AI/ML Systems Expertise

  • Deep understanding of machine learning fundamentals: supervised learning, unsupervised learning, model evaluation, feature engineering, and model selection.
  • Hands-on experience with neural networks, deep learning frameworks (TensorFlow, PyTorch), and modern model architectures.
  • Experience training, tuning, and deploying models: hyperparameter optimization, regularization, preventing overfitting, and achieving production-grade model quality.
  • Understanding of model inference: latency optimization, quantization, model serving infrastructure, and real-time prediction pipelines.
  • Experience with LLMs and large-scale foundation models: fine-tuning, retrieval-augmented generation (RAG), prompt engineering at scale, and understanding of model weights and token economies.
  • Knowledge of reasoning and agentic systems: how to apply contextual analysis, multi-step reasoning, and decision logic on top of models.
  • Experience with feature engineering, feature stores, and ML data pipelines at scale.
  • Familiarity with model observability and monitoring: detecting model drift, performance degradation, and retraining strategies.

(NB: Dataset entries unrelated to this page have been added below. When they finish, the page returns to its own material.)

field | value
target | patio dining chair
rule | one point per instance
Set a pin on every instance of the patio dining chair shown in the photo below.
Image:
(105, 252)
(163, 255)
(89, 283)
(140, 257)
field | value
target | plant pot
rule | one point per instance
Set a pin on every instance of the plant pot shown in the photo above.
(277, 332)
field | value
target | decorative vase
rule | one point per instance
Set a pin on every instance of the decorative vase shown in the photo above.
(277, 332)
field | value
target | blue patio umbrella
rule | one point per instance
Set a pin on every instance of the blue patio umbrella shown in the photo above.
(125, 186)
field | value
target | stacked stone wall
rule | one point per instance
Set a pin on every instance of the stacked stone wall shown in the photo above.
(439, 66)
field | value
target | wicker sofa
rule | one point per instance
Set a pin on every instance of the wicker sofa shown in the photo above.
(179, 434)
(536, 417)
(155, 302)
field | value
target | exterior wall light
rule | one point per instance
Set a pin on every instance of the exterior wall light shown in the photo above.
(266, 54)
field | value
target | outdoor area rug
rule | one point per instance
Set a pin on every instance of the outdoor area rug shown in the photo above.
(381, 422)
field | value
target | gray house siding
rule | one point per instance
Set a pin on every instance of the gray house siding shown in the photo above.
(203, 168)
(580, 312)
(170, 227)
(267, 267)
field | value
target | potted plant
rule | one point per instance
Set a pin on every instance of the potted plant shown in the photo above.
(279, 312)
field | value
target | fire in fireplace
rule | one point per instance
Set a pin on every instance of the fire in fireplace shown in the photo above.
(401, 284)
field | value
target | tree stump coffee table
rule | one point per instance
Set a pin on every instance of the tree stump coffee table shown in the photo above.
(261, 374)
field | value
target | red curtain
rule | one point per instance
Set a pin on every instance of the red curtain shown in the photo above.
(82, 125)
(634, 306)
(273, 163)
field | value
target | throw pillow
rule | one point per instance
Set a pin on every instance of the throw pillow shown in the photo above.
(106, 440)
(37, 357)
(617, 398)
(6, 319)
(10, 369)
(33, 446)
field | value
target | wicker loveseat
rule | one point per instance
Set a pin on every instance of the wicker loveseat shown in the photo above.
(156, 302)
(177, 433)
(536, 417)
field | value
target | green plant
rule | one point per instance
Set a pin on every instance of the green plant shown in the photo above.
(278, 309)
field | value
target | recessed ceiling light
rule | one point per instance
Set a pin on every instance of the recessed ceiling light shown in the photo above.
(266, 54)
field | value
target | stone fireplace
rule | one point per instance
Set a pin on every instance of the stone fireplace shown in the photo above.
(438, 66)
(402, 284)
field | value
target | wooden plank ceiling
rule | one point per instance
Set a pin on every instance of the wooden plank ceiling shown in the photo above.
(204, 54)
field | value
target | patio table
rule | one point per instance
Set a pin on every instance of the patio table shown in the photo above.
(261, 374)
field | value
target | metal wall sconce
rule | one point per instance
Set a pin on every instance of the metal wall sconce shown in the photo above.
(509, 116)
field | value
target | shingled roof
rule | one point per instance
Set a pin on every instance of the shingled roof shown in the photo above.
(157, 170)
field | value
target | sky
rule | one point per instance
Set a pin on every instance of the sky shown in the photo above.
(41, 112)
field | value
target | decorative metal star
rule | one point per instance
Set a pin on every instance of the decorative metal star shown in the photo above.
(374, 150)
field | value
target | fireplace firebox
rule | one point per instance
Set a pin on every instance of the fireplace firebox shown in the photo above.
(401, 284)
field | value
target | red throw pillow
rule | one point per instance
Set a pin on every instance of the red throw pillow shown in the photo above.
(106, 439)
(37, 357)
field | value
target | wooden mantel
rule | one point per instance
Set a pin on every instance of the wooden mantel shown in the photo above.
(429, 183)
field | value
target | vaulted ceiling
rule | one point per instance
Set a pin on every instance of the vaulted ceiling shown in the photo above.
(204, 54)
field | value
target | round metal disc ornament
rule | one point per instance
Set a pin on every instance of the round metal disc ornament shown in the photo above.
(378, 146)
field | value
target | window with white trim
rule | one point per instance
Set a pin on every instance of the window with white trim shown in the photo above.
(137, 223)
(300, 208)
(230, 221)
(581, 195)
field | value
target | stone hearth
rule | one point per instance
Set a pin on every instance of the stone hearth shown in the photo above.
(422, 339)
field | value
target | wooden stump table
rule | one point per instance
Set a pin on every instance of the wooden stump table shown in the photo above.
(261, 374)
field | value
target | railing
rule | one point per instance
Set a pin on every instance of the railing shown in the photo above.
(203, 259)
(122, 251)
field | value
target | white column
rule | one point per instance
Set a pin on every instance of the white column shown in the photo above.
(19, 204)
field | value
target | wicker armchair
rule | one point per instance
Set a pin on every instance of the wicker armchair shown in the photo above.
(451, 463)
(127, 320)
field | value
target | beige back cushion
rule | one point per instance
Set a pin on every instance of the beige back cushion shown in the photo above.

Security Architecture Expertise

  • Deep knowledge of identity and access control systems: how authentication, authorization, and access decisions flow through enterprise systems.
  • Experience applying machine learning to security problems: anomaly detection, attack classification, risk scoring, and threat pattern recognition.
  • Understanding of sensitive data landscapes: PII detection, data classification frameworks, and data governance strategies.
  • Familiarity with security operations: how detection systems, alert triage, and incident response workflows operate at scale.
  • Knowledge of common attack patterns and threat models relevant to enterprise security.
  • Experience integrating security solutions with platform infrastructure: API design, event streaming, and decision-making in critical paths.

Nice to Have

  • Experience with Kafka, stream processing, or real-time data systems for security applications.
  • Hands-on work with cryptography, zero-trust architectures, or OAuth/mTLS.
  • Experience deploying models in regulated environments with compliance and governance requirements.
  • Track record mentoring junior engineers and driving technical excellence across teams.
  • Open-source contributions to ML or security projects.

 

For positions in this location, we offer a base pay of $190,900 - $334,100, plus equity (when applicable), variable/incentive compensation and benefits. Sales positions generally offer a competitive On Target Earnings (OTE) incentive compensation structure. Please note that the base pay shown is a guideline, and individual total compensation will vary based on factors such as qualifications, skill level, competencies, and work location. We also offer health plans, including flexible spending accounts, a 401(k) Plan with company match, ESPP, matching donations, a flexible time away plan and family leave programs. Compensation is based on the geographic location in which the role is located and is subject to change based on work location.